Commercial, noninvasive, sequencing-based testing of maternal serum for fetal trisomy syndromes is now available. The testing technology involves detection of cell-free fetal DNA fragments present in the plasma of pregnant women. As early as 8 to 10 weeks of gestation, these fetal DNA fragments comprise 6% to 10% or more of the total cell -free DNA in a maternal plasma sample. The tests are unable to provide a result if the fetal fraction is too low, (ie,
Cell-Free Fetal DNA Analysis Methods4>
Sequencing-based tests use 1 of 2 general approaches to analyzing cell-free DNA. The first category of tests uses quantitative or counting methods. The most widely used technique to date uses massively parallel sequencing (MPS; also known as next-generation sequencing). DNA fragments are amplified by polymerase chain reaction; during the sequencing process, the amplified fragments are spatially segregated and sequenced simultaneously in a massively parallel fashion. Sequenced fragments can be mapped to the reference human genome to obtain numbers of fragment counts per chromosome. The sequencing-derived percent of fragments from the chromosome of interest reflects the chromosomal representation of the maternal and fetal DNA fragments in the original maternal plasma sample. Another technique is direct DNA analysis, which analyzes specific cell-free DNA fragments across samples and requires approximately a tenth the number of cell-free DNA fragments as MPS. The digital analysis of selected regions (DANSR™) is an assay that uses direct DNA analysis.

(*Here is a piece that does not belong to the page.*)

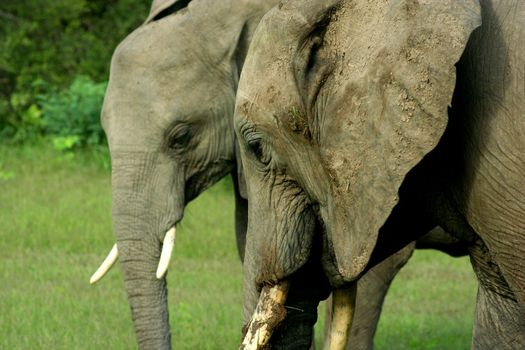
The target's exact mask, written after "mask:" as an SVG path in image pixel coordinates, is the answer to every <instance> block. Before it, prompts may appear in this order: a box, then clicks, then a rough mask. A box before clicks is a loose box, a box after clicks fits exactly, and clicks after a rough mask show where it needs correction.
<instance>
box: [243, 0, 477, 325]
mask: <svg viewBox="0 0 525 350" xmlns="http://www.w3.org/2000/svg"><path fill="white" fill-rule="evenodd" d="M479 12H480V11H479V4H478V3H477V1H476V0H464V1H456V0H454V1H452V0H446V1H442V0H426V1H415V0H395V1H374V2H370V1H328V2H327V1H317V0H313V1H307V2H304V1H298V0H290V1H287V2H283V3H281V5H280V6H279V7H276V8H274V9H272V10H271V11H270V12H269V13H268V14H266V15H265V17H264V18H263V19H262V21H261V23H260V24H259V26H258V28H257V31H256V33H255V35H254V38H253V41H252V44H251V46H250V50H249V53H248V56H247V58H246V62H245V66H244V69H243V72H242V75H241V80H240V83H239V90H238V94H237V102H236V111H235V121H234V123H235V129H236V132H237V136H238V139H239V142H240V144H241V146H240V148H241V155H242V159H243V167H244V173H245V176H246V181H247V193H248V199H249V216H248V217H249V220H248V236H247V242H248V243H247V246H246V256H245V292H246V291H248V293H250V292H249V291H250V290H252V291H253V290H256V291H259V290H261V288H262V287H263V286H268V285H277V290H281V291H282V290H286V288H283V286H286V285H287V282H286V281H287V280H289V279H290V278H291V277H293V276H294V274H295V273H297V271H298V270H300V268H301V267H302V266H303V265H304V264H306V263H307V262H309V259H311V257H312V254H314V252H316V251H317V250H319V247H320V250H321V253H320V258H319V259H317V263H318V264H320V265H322V266H323V270H324V273H325V274H326V276H327V277H328V279H329V281H330V284H331V286H332V287H333V288H340V287H346V286H348V285H349V283H352V282H353V281H355V280H356V279H358V278H359V276H360V275H361V274H362V273H363V271H364V270H365V268H366V267H367V265H368V263H369V260H370V256H371V254H372V251H373V249H374V247H375V245H376V241H377V237H378V232H379V230H380V228H381V227H382V225H383V224H384V223H385V221H386V219H387V218H388V216H389V215H390V213H391V212H392V210H393V208H394V207H395V206H396V203H398V200H399V195H398V191H399V189H400V186H401V184H402V182H403V180H404V178H405V177H406V175H407V173H408V172H409V171H410V170H411V169H412V168H413V167H414V166H415V165H416V164H417V163H418V162H420V161H421V160H422V159H423V157H424V156H425V155H426V154H427V153H428V152H430V151H431V150H432V149H433V148H434V147H435V146H436V144H437V143H438V141H439V140H440V137H441V135H442V134H443V132H444V130H445V127H446V125H447V118H448V117H447V108H448V106H449V104H450V101H451V98H452V93H453V90H454V84H455V67H454V64H455V63H456V62H457V61H458V60H459V58H460V55H461V53H462V51H463V49H464V47H465V45H466V42H467V39H468V38H469V35H470V33H471V32H472V31H473V30H474V28H476V27H477V26H478V25H479V23H480V14H479ZM252 214H253V215H252ZM317 226H320V227H322V230H321V232H322V234H321V237H317V235H316V232H318V231H317V230H316V229H315V227H317ZM407 243H408V242H407ZM293 288H294V287H293V283H292V284H291V286H290V290H293ZM271 293H275V291H273V292H271ZM262 298H263V296H261V300H262ZM280 299H281V300H282V299H285V298H280ZM255 301H256V300H254V299H253V298H251V299H250V298H247V300H246V301H245V317H246V316H248V315H249V314H251V313H252V311H253V308H254V306H255V305H254V302H255ZM246 304H248V305H247V306H246ZM259 326H260V324H259Z"/></svg>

The second general approach is single nucleotide variant-based methods. These use targeted amplification and analysis of approximately 20,000 single nucleotide variants on selected chromosomes (eg, 21, 18, 13) in a single reaction. A statistical algorithm is used to determine the number of each type of chromosome. At least some of the commercially available cell-free fetal DNA prenatal tests also test for other abnormalities including sex chromosome abnormalities and selected microdeletions.
Copy Number Variants and Clinical Disorders
Microdeletions (also known as submicroscopic deletions) are chromosomal deletions that are too small to be detected by microscopy or conventional cytogenetic methods. They can be as small as 1 and 3 megabases long. Along with microduplications, microdeletions are collectively known as copy number variants. Copy number variants can lead to disease when the change in copy number of a dose-sensitive gene or genes disrupts the ability of the gene(s) to function and affects the amount of protein produced. A number of genomic disorders associated with microdeletion have been identified, which may be associated with serious clinical features, such as cardiac anomalies, immune deficiency, palatal defects, and developmental delay as in DiGeorge syndrome. Some of the syndromes (eg, DiGeorge) have complete penetrance yet marked variability in clinical expressivity. A contributing factor is that the breakpoints of the microdeletions may vary, and there may be a correlation between the number of haplo-insufficient genes and phenotypic severity.